Accessor#

An accessor is provided to ease manipulation and analysis of the histogram outputs. Simply import xarray_histogram.accessor to register it. It will then be available under the hist attribute for all DataArrays that meet some conditions (see below). It gives access to a number of methods.

import xarray_histogram as xh
import xarray_histogram.accessor

h = xh.histogram(data)

h.hist.median()

Operations are vectorized so that you can apply them to entire arrays of histograms. For instance for data defined along time, latitude and longitude, we can compute one histogram per time-step:

>>> h = xh.histogram(data, dims=["lon", "lat"])
>>> h.hist.median()
will be of dimensions ("time",)

Note

Computations are automatically vectorized in Python with xarray.apply_ufunc(), which is not efficient for a large number of histograms.

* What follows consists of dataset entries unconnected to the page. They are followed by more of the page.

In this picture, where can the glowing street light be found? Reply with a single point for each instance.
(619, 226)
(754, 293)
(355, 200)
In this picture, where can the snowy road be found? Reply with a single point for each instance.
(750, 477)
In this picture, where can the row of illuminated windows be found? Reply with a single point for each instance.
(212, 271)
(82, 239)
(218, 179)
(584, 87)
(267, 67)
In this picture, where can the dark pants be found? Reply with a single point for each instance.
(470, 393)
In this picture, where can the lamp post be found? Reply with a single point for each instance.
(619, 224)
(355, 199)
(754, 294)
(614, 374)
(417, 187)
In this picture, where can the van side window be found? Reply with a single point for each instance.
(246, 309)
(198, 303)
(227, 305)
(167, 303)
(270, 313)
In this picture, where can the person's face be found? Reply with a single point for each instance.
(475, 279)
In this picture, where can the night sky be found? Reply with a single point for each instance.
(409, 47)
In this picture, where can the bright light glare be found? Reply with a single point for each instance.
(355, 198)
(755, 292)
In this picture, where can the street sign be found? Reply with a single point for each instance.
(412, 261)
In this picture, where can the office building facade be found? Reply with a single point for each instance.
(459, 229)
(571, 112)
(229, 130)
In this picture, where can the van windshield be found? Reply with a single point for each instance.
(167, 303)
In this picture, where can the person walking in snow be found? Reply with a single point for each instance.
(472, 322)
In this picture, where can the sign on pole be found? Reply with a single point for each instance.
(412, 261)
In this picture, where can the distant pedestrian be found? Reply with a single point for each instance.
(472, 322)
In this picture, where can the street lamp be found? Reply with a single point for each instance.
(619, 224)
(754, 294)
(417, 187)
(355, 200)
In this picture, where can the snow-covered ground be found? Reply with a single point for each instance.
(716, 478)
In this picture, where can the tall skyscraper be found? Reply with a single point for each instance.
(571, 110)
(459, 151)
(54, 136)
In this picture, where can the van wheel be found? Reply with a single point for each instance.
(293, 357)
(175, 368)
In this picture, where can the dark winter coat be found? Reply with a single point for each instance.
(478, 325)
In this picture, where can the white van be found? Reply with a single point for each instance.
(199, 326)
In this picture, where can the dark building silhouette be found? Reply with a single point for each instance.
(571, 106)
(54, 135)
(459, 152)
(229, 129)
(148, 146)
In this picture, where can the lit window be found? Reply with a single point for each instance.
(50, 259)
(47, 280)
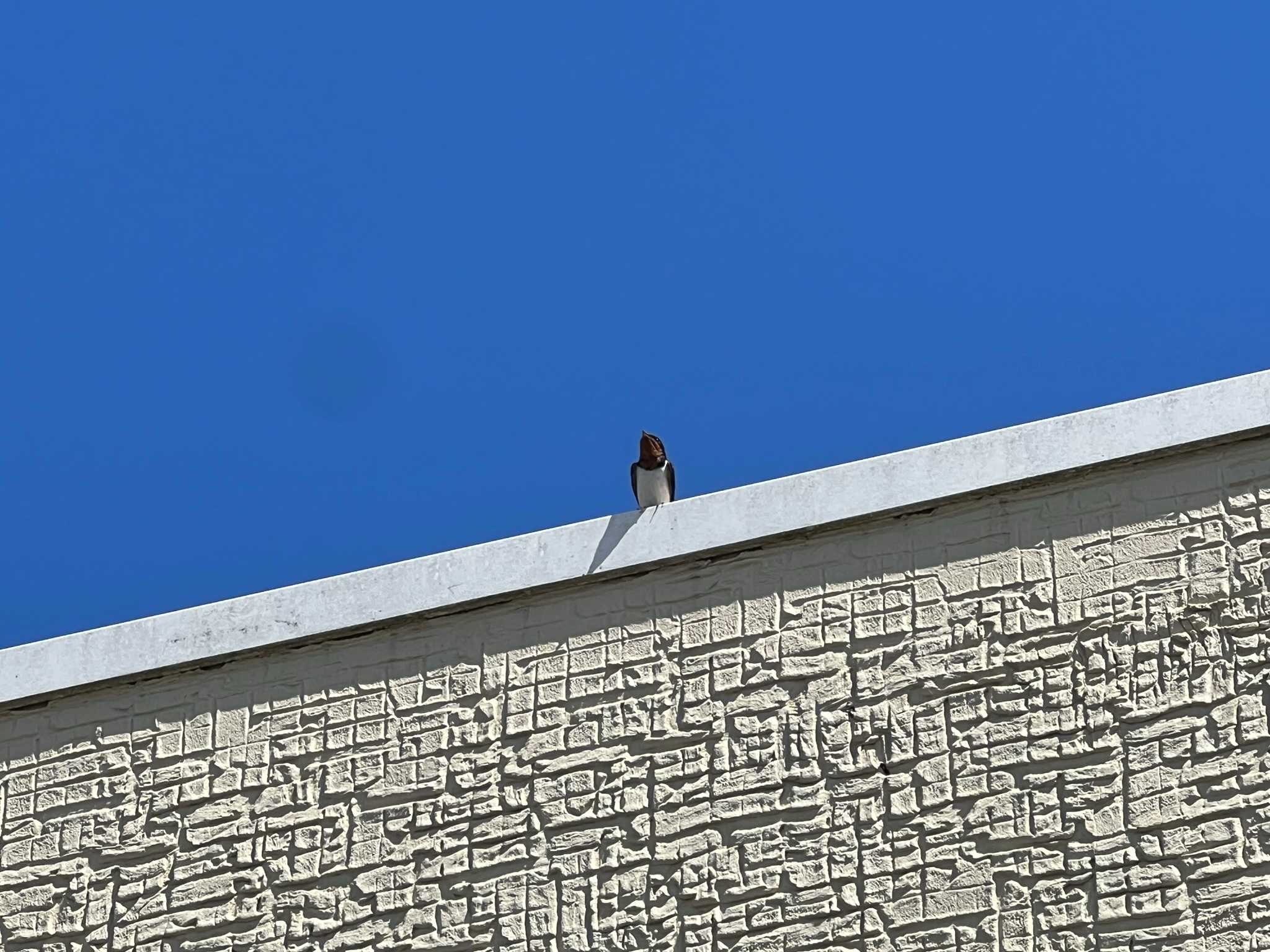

Conditions of accessibility#

Once registered, an accessor is a cached property that can be accessed on any DataArray. They are some conditions for the hist accessor to be created successfully:

  • The coordinates of the bins must be named <variable>_bins.

  • The array must be named as <variable(s)_name>_<histogram or pdf>. histogram if it is not normalized, and pdf if it is normalized as a probability density function. If the histogram is multi-dimensional, the variables names must be separated by underscores. For instance: Temp_Sal_histogram.

Each bins coordinate may contain attributes:

  • bin_type: the class name of the Boost axis type that was used. If not present, the accessor will assume the bins are regularly spaced and will try to infer the rightmost edge.

  • right_edge: the rightmost edge position, only necessary for Regular and Variable bins.

  • underflow and overflow: integers that indicate if the corresponding flow bins are present (0: not present, 1: present). If not specified, will assume no flow bins.

    Note

    We use integers instead of booleans to conform with NetCDF attributes.

Those conventions are coherent with the output of xarray_histogram.histogram*, so if you use this package functions you should not have to worry. The names of the array and coordinates are also consistent with that of xhistogram (although coordinates attributes will be missing).

Computations#

Bins#

The accessor provides a number of methods that return bins-related values for a given variable. If the histogram is uni-dimensional (ie for a single variable) the variable name can be omitted. By default flow bins are kept but they can be excluded by passing flow=False.

  • bins() returns the corresponding coordinate, this is essentially h.hist.coords["var_bins"].

  • edges() returns the N+1 edges (including the rightmost edge). Edges are not available for the discrete bins “IntCategory” and “StrCategory”.

  • widths() returns the widths of the bins The widths of flow bins and StrCategory are always 1.

  • centers() returns the center position of the bins. The overflow bins centers are the same as their position (np.inf for instance).

  • areas() returns the areas corresponding to each histogram point. This is the outer product of the widths of all bins. The areas of points that correspond to a flow bin in at least one dimension is equal to one. For instance for a 2D-histogram with underflow and overflow bins, all the borders of the 2D array for areas will be equal to 1.

To remove flow bins, remove_flow() will returns a new histogram DataArray without the flow bins of the given variables (by default all of them). This simply does a .isel operation based on the underflow and overflow attributes of specified coordinates. It also set those attributes to False in the output.

Bins transform#

Arbitrary functions can be applied to bins with apply_func(). The result is equivalent to computing the histogram of func(data["variable"]). The function must transform the N+1 edges given as a DataArray. There is no need to account for the right_edge attribute or flow bins.

For instance, scale() scales bins by a given factor. It essential does hist.apply_func(lambda edges: edges * factor)

Normalization#

The histogram can be normalized to a probability density function if not already, using normalize(). Note that for a N-dimensional histogram, this function can normalize along only some variables.

The accessor considers the histogram normalized or not given the name of its DataArray: normalized if named <variables>_pdf and non-normalized if <variables>_histogram. This is consistent with the output of histogram().

Important

This is important when computing statistics (see below) where the accessor must know if the histogram is normalized or not.

Normalizing when flow bins are present in the output is allowed. The values in flow bins are not changed and not counted in the normalization.

Statistics#

A number of statistics can be extracted from the histogram. The following functions are wrappers around methods of scipy.stats.rv_histogram. These function work only on 1D histograms, thus for ND-histograms a variable must be specified. This does not support flow bins, they are removed along the core dimension (the specified variable).

Note

The histogram cannot be chunked in the core dimension.

cdf(x[, variable])

Return the cumulative distribution function at x.

interval(confidence[, variable])

Return the confidence interval with equal areas around the median.

median([variable])

Return the median value of the distribution.

mean([variable])

Return the mean value of the distribution.

moment(order[, variable])

Return the nth moment of the distribution.

ppf(q[, variable])

Return the percent point function at q.

std([variable])

Return the standard deviation of the distribution.

var([variable])

Return the variance of the distribution.